Watch out for zoom figures like "100x" or "600x". That is just baffling the buyer with bull manure.
The actual optical length of a lens is measured in mm. Although that can be confusing for non-professional photographers. For non-pros, just remember that you need to actually, physically see what the lens can do before buying it.
The technical: For a 35mm film or DSLR camera, a normal perspective lens is around 50mm. Multiply that by 6x and you would have a 50-300mm zoom lens. That's a pretty good zoom. Multiply by 12x and you have a 50-600mm lens. That's a really long lens - most people would need a tripod to get any non-blurry photo out of it!!

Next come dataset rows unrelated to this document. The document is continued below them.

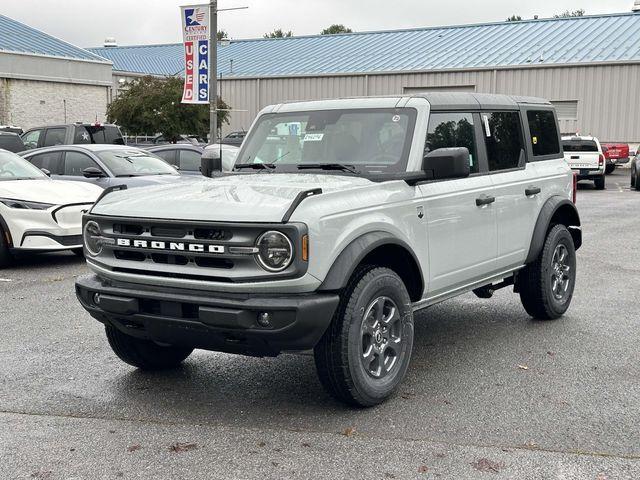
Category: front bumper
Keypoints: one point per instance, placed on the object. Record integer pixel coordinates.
(210, 321)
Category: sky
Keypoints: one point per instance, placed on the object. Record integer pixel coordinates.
(134, 22)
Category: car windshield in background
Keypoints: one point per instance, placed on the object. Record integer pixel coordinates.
(579, 146)
(14, 167)
(134, 163)
(109, 135)
(371, 140)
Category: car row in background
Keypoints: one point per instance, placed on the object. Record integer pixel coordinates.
(38, 214)
(103, 165)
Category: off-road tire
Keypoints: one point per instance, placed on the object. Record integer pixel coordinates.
(144, 354)
(338, 354)
(599, 182)
(535, 280)
(5, 255)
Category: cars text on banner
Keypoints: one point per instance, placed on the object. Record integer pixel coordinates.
(195, 27)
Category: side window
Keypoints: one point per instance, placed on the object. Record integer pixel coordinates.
(54, 136)
(544, 133)
(503, 138)
(448, 130)
(76, 162)
(31, 138)
(190, 161)
(51, 161)
(168, 156)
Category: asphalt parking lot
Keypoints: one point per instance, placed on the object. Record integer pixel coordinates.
(489, 394)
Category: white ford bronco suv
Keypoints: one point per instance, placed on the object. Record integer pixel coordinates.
(342, 218)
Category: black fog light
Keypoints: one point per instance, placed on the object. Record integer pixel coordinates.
(264, 319)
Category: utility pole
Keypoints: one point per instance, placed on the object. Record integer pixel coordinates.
(213, 71)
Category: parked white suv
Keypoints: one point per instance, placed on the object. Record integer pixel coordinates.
(342, 219)
(585, 157)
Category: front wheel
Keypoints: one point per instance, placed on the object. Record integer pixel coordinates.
(599, 182)
(546, 285)
(145, 354)
(364, 354)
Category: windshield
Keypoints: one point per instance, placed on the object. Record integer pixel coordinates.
(579, 146)
(14, 167)
(371, 140)
(134, 163)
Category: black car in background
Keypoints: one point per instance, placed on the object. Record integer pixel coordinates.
(72, 134)
(11, 142)
(186, 158)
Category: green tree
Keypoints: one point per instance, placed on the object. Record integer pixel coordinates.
(336, 28)
(279, 33)
(153, 105)
(569, 14)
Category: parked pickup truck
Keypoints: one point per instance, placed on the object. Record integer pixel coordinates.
(330, 236)
(585, 157)
(616, 154)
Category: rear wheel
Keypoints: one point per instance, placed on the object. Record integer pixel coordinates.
(599, 182)
(145, 354)
(5, 254)
(364, 354)
(546, 285)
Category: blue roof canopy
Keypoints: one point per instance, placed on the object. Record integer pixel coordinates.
(589, 39)
(17, 37)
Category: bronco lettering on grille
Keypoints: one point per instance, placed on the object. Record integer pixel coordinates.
(171, 246)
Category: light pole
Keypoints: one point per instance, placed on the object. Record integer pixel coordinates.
(213, 71)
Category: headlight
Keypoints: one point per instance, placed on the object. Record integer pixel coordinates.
(22, 204)
(275, 251)
(92, 238)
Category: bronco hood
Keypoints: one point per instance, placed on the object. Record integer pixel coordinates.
(260, 197)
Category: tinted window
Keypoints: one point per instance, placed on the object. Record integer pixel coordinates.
(544, 133)
(13, 143)
(503, 137)
(30, 139)
(76, 162)
(51, 161)
(54, 136)
(168, 156)
(448, 130)
(579, 146)
(190, 160)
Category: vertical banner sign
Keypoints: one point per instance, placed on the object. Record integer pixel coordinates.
(195, 27)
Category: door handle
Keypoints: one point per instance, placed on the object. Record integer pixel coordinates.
(485, 200)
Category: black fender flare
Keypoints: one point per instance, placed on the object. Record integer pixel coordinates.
(559, 210)
(4, 230)
(349, 259)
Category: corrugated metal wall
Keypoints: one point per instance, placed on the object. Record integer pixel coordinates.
(608, 96)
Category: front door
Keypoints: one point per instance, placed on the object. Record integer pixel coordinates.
(461, 219)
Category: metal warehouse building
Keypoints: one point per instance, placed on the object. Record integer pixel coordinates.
(44, 80)
(588, 66)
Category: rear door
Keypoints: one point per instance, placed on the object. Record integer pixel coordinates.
(582, 154)
(461, 220)
(513, 179)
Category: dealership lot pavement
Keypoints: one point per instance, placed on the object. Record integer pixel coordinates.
(490, 393)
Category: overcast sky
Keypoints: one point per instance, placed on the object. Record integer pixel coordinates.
(88, 23)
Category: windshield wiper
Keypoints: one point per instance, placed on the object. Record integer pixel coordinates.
(328, 166)
(255, 166)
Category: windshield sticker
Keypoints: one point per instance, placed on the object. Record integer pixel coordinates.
(313, 137)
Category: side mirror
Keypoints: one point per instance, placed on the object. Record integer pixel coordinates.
(211, 163)
(93, 172)
(447, 163)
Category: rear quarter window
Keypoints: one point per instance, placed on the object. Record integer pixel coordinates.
(544, 133)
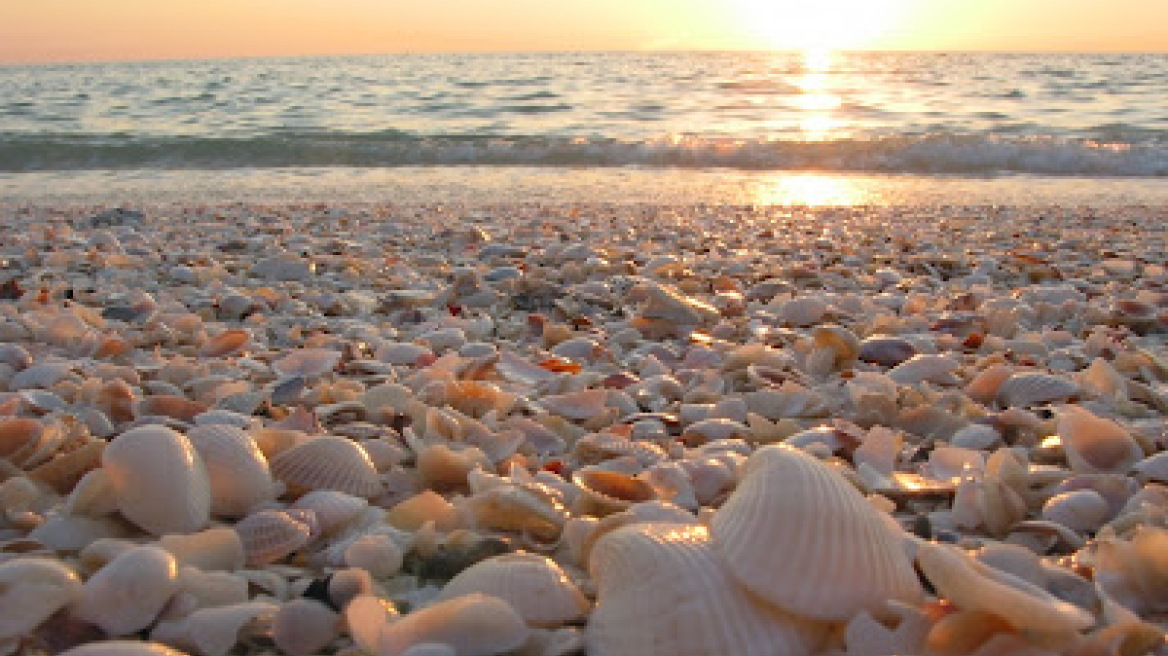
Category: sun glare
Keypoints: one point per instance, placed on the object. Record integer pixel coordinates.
(818, 26)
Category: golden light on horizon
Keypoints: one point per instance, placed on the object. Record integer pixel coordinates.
(819, 26)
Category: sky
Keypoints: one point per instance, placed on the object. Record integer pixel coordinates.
(46, 30)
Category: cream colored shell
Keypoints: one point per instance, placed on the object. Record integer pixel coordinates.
(534, 585)
(799, 535)
(662, 591)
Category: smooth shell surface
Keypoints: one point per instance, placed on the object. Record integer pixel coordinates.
(158, 480)
(534, 585)
(662, 591)
(800, 536)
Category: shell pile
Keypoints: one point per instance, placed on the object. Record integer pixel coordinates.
(618, 431)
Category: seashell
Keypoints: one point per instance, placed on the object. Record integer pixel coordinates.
(168, 405)
(1096, 445)
(664, 592)
(236, 469)
(214, 549)
(972, 586)
(986, 384)
(126, 595)
(304, 627)
(327, 462)
(885, 350)
(30, 591)
(1027, 390)
(270, 535)
(366, 615)
(158, 480)
(307, 362)
(375, 553)
(226, 343)
(333, 509)
(604, 492)
(818, 507)
(1079, 510)
(534, 585)
(214, 632)
(122, 648)
(925, 368)
(473, 625)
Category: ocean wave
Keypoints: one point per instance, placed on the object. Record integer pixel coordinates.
(911, 154)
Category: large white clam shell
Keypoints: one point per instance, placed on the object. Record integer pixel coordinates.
(236, 468)
(972, 586)
(799, 535)
(127, 594)
(328, 462)
(662, 591)
(534, 585)
(474, 625)
(1096, 445)
(30, 591)
(158, 480)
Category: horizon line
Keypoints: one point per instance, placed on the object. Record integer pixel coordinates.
(585, 51)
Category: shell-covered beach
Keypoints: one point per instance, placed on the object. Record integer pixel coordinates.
(551, 430)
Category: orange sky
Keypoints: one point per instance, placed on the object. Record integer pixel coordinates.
(33, 30)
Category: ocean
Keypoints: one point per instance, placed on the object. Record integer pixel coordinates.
(687, 126)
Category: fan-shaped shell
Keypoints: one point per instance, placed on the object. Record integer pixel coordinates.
(1096, 445)
(1027, 390)
(307, 362)
(799, 535)
(474, 625)
(30, 591)
(534, 585)
(236, 468)
(328, 462)
(271, 535)
(158, 480)
(664, 592)
(127, 594)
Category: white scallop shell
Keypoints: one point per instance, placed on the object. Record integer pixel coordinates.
(271, 535)
(158, 480)
(304, 627)
(236, 469)
(30, 591)
(1079, 510)
(664, 592)
(972, 586)
(126, 595)
(799, 535)
(328, 462)
(534, 585)
(333, 509)
(214, 549)
(474, 625)
(1096, 445)
(1030, 389)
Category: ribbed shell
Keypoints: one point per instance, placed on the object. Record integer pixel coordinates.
(236, 468)
(534, 585)
(271, 535)
(328, 462)
(799, 535)
(1027, 390)
(664, 592)
(159, 480)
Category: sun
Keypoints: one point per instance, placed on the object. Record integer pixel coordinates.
(818, 25)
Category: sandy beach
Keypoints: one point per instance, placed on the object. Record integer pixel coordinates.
(583, 428)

And that's only so-called "12x". But misleadingly larger numbers sell things, so -
Start with a really wide focal length, like 18mm. Lots of distortion, low quality, it doesn't matter if all you're trying to do is sell a camera.
Now multiply 18mm by 12x, and you have an 18-216mm lens. Much cheaper to make, and the bigger "12x" number makes it sell better.
Now make the size of the sensor smaller, but give it more mega pixels ( = lower quality), and the numbers get bigger on paper....
And on and on it goes.
One of my mentors said "The best zoom lens is your legs."
Within certain bounds, he was right.
The image below was taken with an old DSLR, using a wide aperture and a clever angle to blur the background, and my legs were the zoom, along with some patience. This photo was not taken with a 'superzoom', or a fancy camera with a big "4,000x" zoom. I think it was about 180mm in 35mm terms.